A greedy algorithm picks up the best choice available at that moment, although that choice might not be optimal when you consider the overall problem. Consider you want to find the smallest number from a list of numbers. Instead of finding the smallest number directly from the list, you will divide the list into three sublists. Then you will find the smallest number in each of the sublists (local optima). The smallest number you find in one sublist might not be the smallest number when you consider the whole list (global optima). However, if you are acting greedy then you will see the smallest number in only the current sublist (at the moment) and consider it the smallest number.

The greedy policy denotes the optimal action within the actions explored. The optimal action is the one which has the highest value. 

Say we have explored some actions in the state 1, as shown in the Q table:

State Action Value
State 1 Action 0 0.5
State 1 Action 1 0.1
State 1 Action 2 0.8


If we are acting greedy, we would pick up the action that has maximal value out of all the actions we explored.

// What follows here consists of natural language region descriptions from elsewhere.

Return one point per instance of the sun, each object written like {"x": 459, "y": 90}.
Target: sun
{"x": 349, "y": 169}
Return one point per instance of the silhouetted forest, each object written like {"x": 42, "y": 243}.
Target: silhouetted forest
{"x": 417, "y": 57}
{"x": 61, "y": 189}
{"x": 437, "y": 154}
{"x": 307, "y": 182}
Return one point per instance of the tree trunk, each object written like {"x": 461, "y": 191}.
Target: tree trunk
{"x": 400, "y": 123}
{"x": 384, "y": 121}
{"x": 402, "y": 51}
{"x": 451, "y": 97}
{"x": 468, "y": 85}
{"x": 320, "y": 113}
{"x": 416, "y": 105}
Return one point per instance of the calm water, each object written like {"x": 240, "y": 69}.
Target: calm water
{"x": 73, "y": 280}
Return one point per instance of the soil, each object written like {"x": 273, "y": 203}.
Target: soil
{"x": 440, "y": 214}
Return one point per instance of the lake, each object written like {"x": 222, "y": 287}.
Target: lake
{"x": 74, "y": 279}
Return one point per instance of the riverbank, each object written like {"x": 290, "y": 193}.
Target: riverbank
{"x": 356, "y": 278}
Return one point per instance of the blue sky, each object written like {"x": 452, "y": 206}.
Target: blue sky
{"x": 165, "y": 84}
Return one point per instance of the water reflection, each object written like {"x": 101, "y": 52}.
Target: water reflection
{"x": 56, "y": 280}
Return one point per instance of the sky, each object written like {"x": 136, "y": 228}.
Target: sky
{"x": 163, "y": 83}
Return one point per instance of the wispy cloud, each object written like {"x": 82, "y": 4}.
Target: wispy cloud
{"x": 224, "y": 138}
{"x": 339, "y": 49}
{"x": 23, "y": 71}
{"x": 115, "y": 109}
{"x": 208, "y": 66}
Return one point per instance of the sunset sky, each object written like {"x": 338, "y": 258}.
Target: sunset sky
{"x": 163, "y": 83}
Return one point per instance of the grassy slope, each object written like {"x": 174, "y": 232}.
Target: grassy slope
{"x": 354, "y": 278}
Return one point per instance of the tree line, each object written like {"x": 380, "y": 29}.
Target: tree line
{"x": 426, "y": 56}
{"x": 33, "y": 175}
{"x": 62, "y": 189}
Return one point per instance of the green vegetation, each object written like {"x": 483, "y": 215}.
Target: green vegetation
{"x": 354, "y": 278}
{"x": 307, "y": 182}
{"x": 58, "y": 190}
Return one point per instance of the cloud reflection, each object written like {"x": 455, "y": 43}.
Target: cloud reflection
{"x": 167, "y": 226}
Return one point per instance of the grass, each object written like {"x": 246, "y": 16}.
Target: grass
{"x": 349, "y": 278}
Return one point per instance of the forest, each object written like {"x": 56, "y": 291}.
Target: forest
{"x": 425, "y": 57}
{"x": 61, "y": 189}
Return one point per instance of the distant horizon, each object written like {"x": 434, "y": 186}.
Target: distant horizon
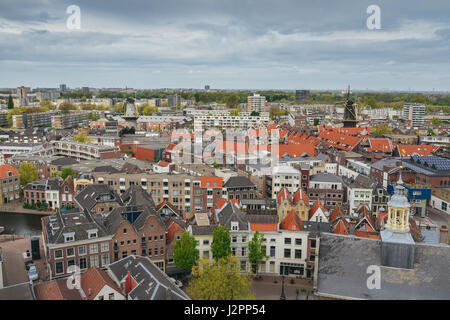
{"x": 289, "y": 44}
{"x": 231, "y": 89}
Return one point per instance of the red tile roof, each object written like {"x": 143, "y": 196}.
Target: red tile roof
{"x": 317, "y": 205}
{"x": 381, "y": 145}
{"x": 211, "y": 182}
{"x": 408, "y": 150}
{"x": 95, "y": 280}
{"x": 339, "y": 141}
{"x": 4, "y": 171}
{"x": 292, "y": 222}
{"x": 263, "y": 226}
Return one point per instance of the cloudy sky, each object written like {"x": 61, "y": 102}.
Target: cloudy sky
{"x": 282, "y": 44}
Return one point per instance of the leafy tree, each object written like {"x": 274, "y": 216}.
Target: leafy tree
{"x": 10, "y": 103}
{"x": 65, "y": 107}
{"x": 256, "y": 251}
{"x": 381, "y": 130}
{"x": 221, "y": 245}
{"x": 436, "y": 121}
{"x": 419, "y": 99}
{"x": 431, "y": 132}
{"x": 82, "y": 137}
{"x": 67, "y": 172}
{"x": 221, "y": 280}
{"x": 185, "y": 253}
{"x": 235, "y": 112}
{"x": 28, "y": 173}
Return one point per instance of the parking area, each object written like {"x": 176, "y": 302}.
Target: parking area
{"x": 15, "y": 262}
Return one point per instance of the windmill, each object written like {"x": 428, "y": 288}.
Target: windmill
{"x": 350, "y": 111}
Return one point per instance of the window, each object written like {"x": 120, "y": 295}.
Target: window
{"x": 70, "y": 252}
{"x": 58, "y": 254}
{"x": 272, "y": 251}
{"x": 59, "y": 268}
{"x": 83, "y": 263}
{"x": 105, "y": 246}
{"x": 81, "y": 250}
{"x": 287, "y": 253}
{"x": 94, "y": 261}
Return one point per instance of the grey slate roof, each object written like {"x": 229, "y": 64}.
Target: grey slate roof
{"x": 153, "y": 284}
{"x": 70, "y": 221}
{"x": 343, "y": 262}
{"x": 21, "y": 291}
{"x": 232, "y": 213}
{"x": 325, "y": 177}
{"x": 238, "y": 181}
{"x": 89, "y": 196}
{"x": 203, "y": 230}
{"x": 137, "y": 196}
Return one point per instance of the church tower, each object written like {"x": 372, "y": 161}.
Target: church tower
{"x": 398, "y": 209}
{"x": 397, "y": 244}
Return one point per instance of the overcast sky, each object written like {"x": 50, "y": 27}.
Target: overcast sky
{"x": 279, "y": 44}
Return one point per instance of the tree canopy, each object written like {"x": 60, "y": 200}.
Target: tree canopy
{"x": 221, "y": 244}
{"x": 185, "y": 253}
{"x": 256, "y": 250}
{"x": 28, "y": 173}
{"x": 221, "y": 280}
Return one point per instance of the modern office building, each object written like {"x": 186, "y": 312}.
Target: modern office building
{"x": 302, "y": 95}
{"x": 256, "y": 103}
{"x": 414, "y": 113}
{"x": 174, "y": 100}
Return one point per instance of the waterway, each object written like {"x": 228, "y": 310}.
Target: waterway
{"x": 20, "y": 223}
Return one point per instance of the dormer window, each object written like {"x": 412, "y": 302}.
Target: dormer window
{"x": 92, "y": 233}
{"x": 69, "y": 237}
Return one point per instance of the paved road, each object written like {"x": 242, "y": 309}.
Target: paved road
{"x": 15, "y": 263}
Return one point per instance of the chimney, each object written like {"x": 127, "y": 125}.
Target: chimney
{"x": 443, "y": 234}
{"x": 352, "y": 225}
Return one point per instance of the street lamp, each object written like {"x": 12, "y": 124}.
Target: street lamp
{"x": 282, "y": 296}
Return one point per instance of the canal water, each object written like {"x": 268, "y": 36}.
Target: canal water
{"x": 20, "y": 223}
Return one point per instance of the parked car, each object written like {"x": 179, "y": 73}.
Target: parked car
{"x": 32, "y": 273}
{"x": 28, "y": 264}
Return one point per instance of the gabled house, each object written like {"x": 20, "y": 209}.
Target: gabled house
{"x": 318, "y": 213}
{"x": 286, "y": 202}
{"x": 140, "y": 279}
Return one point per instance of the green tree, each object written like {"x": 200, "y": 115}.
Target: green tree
{"x": 235, "y": 112}
{"x": 221, "y": 280}
{"x": 380, "y": 130}
{"x": 67, "y": 172}
{"x": 221, "y": 245}
{"x": 82, "y": 137}
{"x": 10, "y": 103}
{"x": 256, "y": 251}
{"x": 419, "y": 99}
{"x": 28, "y": 173}
{"x": 185, "y": 253}
{"x": 436, "y": 121}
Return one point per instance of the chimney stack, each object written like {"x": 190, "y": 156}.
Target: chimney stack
{"x": 443, "y": 234}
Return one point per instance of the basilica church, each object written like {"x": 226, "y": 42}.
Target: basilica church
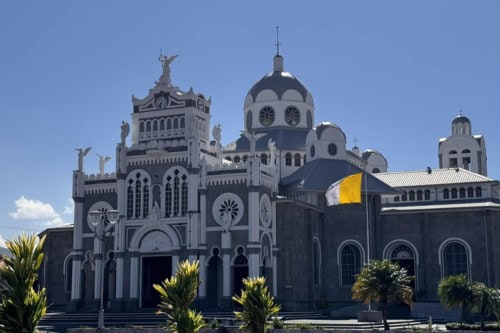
{"x": 256, "y": 207}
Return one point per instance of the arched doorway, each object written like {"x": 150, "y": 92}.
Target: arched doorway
{"x": 240, "y": 270}
{"x": 404, "y": 256}
{"x": 214, "y": 279}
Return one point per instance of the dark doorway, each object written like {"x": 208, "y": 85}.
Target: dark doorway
{"x": 214, "y": 281}
{"x": 240, "y": 271}
{"x": 154, "y": 270}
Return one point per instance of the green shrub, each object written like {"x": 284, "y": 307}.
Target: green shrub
{"x": 177, "y": 293}
{"x": 258, "y": 305}
{"x": 21, "y": 307}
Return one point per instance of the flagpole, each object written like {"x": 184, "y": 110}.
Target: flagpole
{"x": 367, "y": 229}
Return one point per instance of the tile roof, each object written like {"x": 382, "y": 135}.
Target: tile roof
{"x": 434, "y": 177}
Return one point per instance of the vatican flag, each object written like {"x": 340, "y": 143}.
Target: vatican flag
{"x": 346, "y": 190}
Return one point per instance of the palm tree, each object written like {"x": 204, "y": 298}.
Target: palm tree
{"x": 177, "y": 293}
{"x": 383, "y": 282}
{"x": 258, "y": 305}
{"x": 456, "y": 291}
{"x": 21, "y": 307}
{"x": 486, "y": 301}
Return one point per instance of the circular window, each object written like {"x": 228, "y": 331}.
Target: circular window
{"x": 266, "y": 115}
{"x": 292, "y": 116}
{"x": 332, "y": 149}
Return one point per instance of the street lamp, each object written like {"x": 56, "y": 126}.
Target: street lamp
{"x": 100, "y": 220}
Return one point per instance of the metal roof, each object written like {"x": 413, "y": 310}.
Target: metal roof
{"x": 433, "y": 177}
{"x": 320, "y": 173}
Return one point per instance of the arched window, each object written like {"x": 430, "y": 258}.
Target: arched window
{"x": 176, "y": 192}
{"x": 350, "y": 263}
{"x": 145, "y": 198}
{"x": 419, "y": 195}
{"x": 316, "y": 262}
{"x": 427, "y": 195}
{"x": 263, "y": 158}
{"x": 455, "y": 259}
{"x": 184, "y": 198}
{"x": 297, "y": 159}
{"x": 138, "y": 195}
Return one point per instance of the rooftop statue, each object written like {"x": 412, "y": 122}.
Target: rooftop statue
{"x": 82, "y": 152}
{"x": 165, "y": 63}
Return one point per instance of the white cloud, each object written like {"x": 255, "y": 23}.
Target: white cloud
{"x": 69, "y": 207}
{"x": 30, "y": 209}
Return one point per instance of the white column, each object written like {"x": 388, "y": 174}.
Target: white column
{"x": 275, "y": 276}
{"x": 202, "y": 290}
{"x": 76, "y": 279}
{"x": 119, "y": 277}
{"x": 134, "y": 277}
{"x": 226, "y": 275}
{"x": 175, "y": 262}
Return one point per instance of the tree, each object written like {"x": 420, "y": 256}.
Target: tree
{"x": 383, "y": 282}
{"x": 258, "y": 305}
{"x": 456, "y": 291}
{"x": 21, "y": 307}
{"x": 177, "y": 293}
{"x": 486, "y": 301}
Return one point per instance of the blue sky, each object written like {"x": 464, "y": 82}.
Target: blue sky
{"x": 392, "y": 74}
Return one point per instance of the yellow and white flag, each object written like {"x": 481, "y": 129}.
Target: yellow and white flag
{"x": 347, "y": 190}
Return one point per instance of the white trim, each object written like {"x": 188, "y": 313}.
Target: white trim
{"x": 467, "y": 248}
{"x": 339, "y": 261}
{"x": 392, "y": 244}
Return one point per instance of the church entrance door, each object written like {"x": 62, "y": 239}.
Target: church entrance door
{"x": 154, "y": 270}
{"x": 214, "y": 281}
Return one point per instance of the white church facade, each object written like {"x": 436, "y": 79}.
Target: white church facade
{"x": 256, "y": 207}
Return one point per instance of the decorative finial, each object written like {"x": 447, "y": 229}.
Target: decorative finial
{"x": 277, "y": 41}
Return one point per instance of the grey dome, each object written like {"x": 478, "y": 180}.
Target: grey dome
{"x": 460, "y": 119}
{"x": 279, "y": 82}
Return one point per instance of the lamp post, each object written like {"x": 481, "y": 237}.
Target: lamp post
{"x": 101, "y": 219}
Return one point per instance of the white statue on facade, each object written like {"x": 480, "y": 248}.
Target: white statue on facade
{"x": 226, "y": 219}
{"x": 217, "y": 134}
{"x": 102, "y": 162}
{"x": 82, "y": 152}
{"x": 165, "y": 63}
{"x": 271, "y": 145}
{"x": 125, "y": 131}
{"x": 252, "y": 138}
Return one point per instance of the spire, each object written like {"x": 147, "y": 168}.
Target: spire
{"x": 278, "y": 59}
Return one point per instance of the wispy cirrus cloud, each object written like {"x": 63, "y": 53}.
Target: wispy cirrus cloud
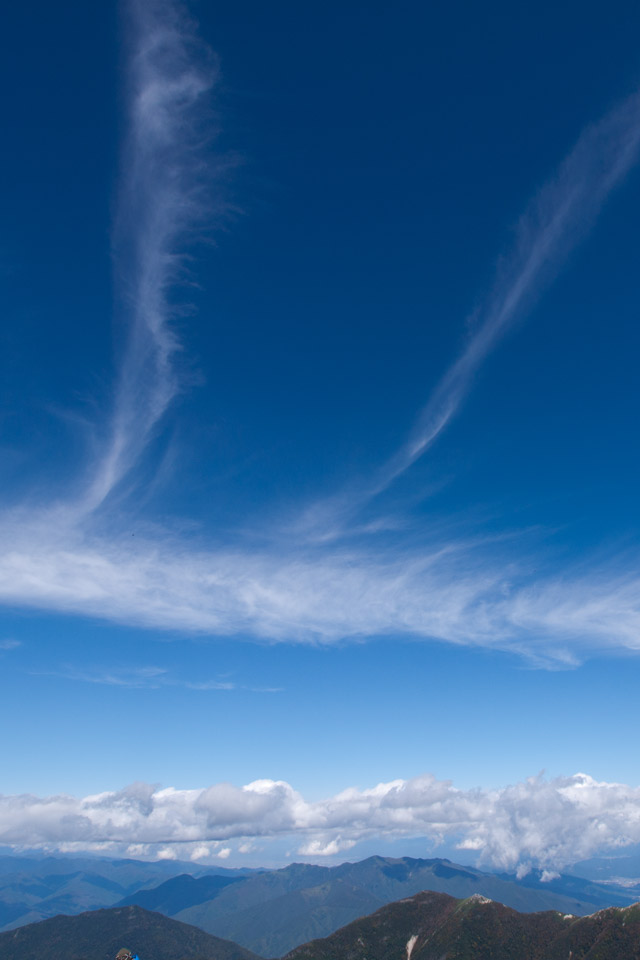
{"x": 551, "y": 227}
{"x": 9, "y": 644}
{"x": 460, "y": 592}
{"x": 538, "y": 822}
{"x": 147, "y": 677}
{"x": 166, "y": 194}
{"x": 452, "y": 590}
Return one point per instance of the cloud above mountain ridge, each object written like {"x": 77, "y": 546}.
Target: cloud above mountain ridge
{"x": 535, "y": 823}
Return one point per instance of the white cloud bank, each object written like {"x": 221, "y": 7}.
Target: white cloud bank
{"x": 543, "y": 823}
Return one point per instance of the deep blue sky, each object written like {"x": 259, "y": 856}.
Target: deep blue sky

In the preceding case, we have action 2 which has high value, so we pick up that action. But there might be other actions in the state 1 that we haven't explored and might the highest value. So we have to look for the best action or exploit the action that is best out of all explored actions. This is called an exploration-exploitation dilemma. Say you listened to Ed Sheeran and you liked him very much, so you kept on listening to Ed Sheeran only (exploiting) because you liked the music. But if you tried listening to other artists you might like someone better than Ed Sheeran (exploration). This confusion as to whether you have to listen to only Ed Sheeran (exploitation) or try listening to different artists to see if you like them (exploration) is called an exploration-exploitation dilemma.

So to avoid this dilemma, we introduce a new policy called the epsilon-greedy policy. Here, all actions are tried with a non-zero probability (epsilon). With a probability epsilon, we explore different actions randomly and with a probability 1-epsilon we choose an action that has maximum value, that is, we don't do any exploration. So instead of just exploiting the best action all the time, with probability epsilon, we explore different actions randomly. If the value of the epsilon is set to zero, then we will not do any exploration. It is simply the greedy policy, and if the value of epsilon is set to one, then it will always do only exploration. The value of the epsilon will decay over time as we don't want to explore forever. So over time our policy exploits good actions:

Let us say we set the value of epsilon to 0.3. In the following code, we generate a random value from the uniform distribution and if the value is less than epsilon value, that is, 0.3, then we select a random action (in this way, we search for a different action). If the random value from the uniform distribution is greater than 0.3, then we select the action that has the best value. So, in this way, we explore actions that we haven't seen before with the probability epsilon and select the best actions out of the explored actions with the probability 1-epsilon:

def epsilon_greedy_policy(state, epsilon):
if random.uniform(0,1) < epsilon:
return env.action_space.sample()
return max(list(range(env.action_space.n)), key = lambda x: q[(state,x)])

Let us imagine that we have explored further actions in the state 1 with the epsilon-greedy policy (although not all of the actions pair) and our Q table looks as follows:

State Action Value
State 1 Action 0 0.5
State 1 Action 1 0.1
State 1 Action 2 0.8
State 1 Action 4 0.93


In state 1, action 4 has a higher value than the action 2 we found previously. So with the epsilon-greedy policy, we look for different actions with the probability epsilon and exploit the best action with the probability 1-epsilon.

The steps involved in the on-policy Monte Carlo method are very simple:

  1. First, we initialize a random policy and a random Q function.
  2. Then we initialize a list called return for storing the returns.
  3. We generate an episode using the random policy π.
  4.  We store the return of every state action pair occurring in the episode to the return list.
  1. Then we take an average of the returns in the return list and assign that value to the Q function.
  2. Now the probability of selecting an action a in the state s will be decided by epsilon.
  3. If the probability is 1-epsilon we pick up the action which has the maximal Q value.
  4. If the probability is epsilon, we explore for different actions.